Model performance should be assessed through the evaluation of discrimination and calibration. Discrimination quantifies the accuracy of a given prediction. For example, if a prognostic system predicts a mortality of 80% for a cohort of patients with a certain APACHE IV score, discrimination is perfect if 80% of that group of patients die. The area under a receiver operating characteristic curve (AUC) is used as a measure of discrimination.(19) Perfect discrimination will give rise to an AUC of 1; an AUC of 0.5 signifies that the model prediction is no better than chance.

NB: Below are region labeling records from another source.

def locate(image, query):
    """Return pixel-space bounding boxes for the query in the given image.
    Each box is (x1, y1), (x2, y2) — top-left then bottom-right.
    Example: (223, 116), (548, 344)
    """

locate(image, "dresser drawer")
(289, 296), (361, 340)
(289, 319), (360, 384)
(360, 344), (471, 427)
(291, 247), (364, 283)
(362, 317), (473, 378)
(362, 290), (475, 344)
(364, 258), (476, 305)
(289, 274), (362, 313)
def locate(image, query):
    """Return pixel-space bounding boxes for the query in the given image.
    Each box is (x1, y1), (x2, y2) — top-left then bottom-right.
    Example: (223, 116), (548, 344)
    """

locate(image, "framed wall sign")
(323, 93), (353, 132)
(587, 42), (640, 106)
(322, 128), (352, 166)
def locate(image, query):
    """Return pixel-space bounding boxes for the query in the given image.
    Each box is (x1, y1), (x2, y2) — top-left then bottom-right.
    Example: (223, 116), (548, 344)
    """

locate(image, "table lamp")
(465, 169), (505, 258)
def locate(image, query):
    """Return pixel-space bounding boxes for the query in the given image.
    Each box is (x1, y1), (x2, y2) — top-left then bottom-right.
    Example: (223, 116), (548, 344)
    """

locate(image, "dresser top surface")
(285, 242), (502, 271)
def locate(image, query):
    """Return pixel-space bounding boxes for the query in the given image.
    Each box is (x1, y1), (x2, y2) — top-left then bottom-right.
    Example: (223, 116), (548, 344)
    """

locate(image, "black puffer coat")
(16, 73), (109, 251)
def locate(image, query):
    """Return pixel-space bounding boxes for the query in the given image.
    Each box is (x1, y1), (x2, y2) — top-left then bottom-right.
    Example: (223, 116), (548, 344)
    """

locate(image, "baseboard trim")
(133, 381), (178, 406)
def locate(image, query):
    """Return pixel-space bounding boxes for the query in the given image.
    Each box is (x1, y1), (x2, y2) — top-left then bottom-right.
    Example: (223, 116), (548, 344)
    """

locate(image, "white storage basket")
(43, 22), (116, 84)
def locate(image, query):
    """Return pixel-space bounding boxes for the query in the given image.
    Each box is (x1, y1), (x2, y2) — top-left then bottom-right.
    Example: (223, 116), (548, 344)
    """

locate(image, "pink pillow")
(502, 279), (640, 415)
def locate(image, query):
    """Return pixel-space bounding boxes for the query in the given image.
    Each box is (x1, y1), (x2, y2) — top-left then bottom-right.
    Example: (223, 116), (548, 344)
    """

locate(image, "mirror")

Calibration is a measure of how well a particular model performs over a wide range of predicted mortalities. It is evaluated by the Hosmer-Lemeshow (HL) goodness of fit statistic, which is calculated by grouping a cohort of patients into deciles of predicted risk and comparing the observed to predicted mortalities across deciles to give a chi-square statistic. A p-value greater than 0.05 (i.e., non-significant) implies good calibration. The HL statistic is affected by sample size.(20) Some investigators have proposed the calibration belt as an alternative method to assess a model's calibration.(21) The calibration belt uses a generalized polynomial logistic function between the outcome and the logit transformation of the estimated probability, providing information on the direction, extent, and risk classes affected by deviations between the observed and predicted mortality (Figure 1).

Figure 1.

Figure 1

Calibration belt for the Simplified Acute Physiology Score 3. Standardized mortality ratios with their 95% confidence intervals. The degree of the polynomial, the Wald statistics results and the number of patients are given in the upper-left quadrant. In the lower right quadrant, the times the calibration belt significantly deviates from the bisector using 80% (light gray area) and 95% (dark gray boundaries) confidence levels are reported. Courtesy: Dr. Pedro Brasil.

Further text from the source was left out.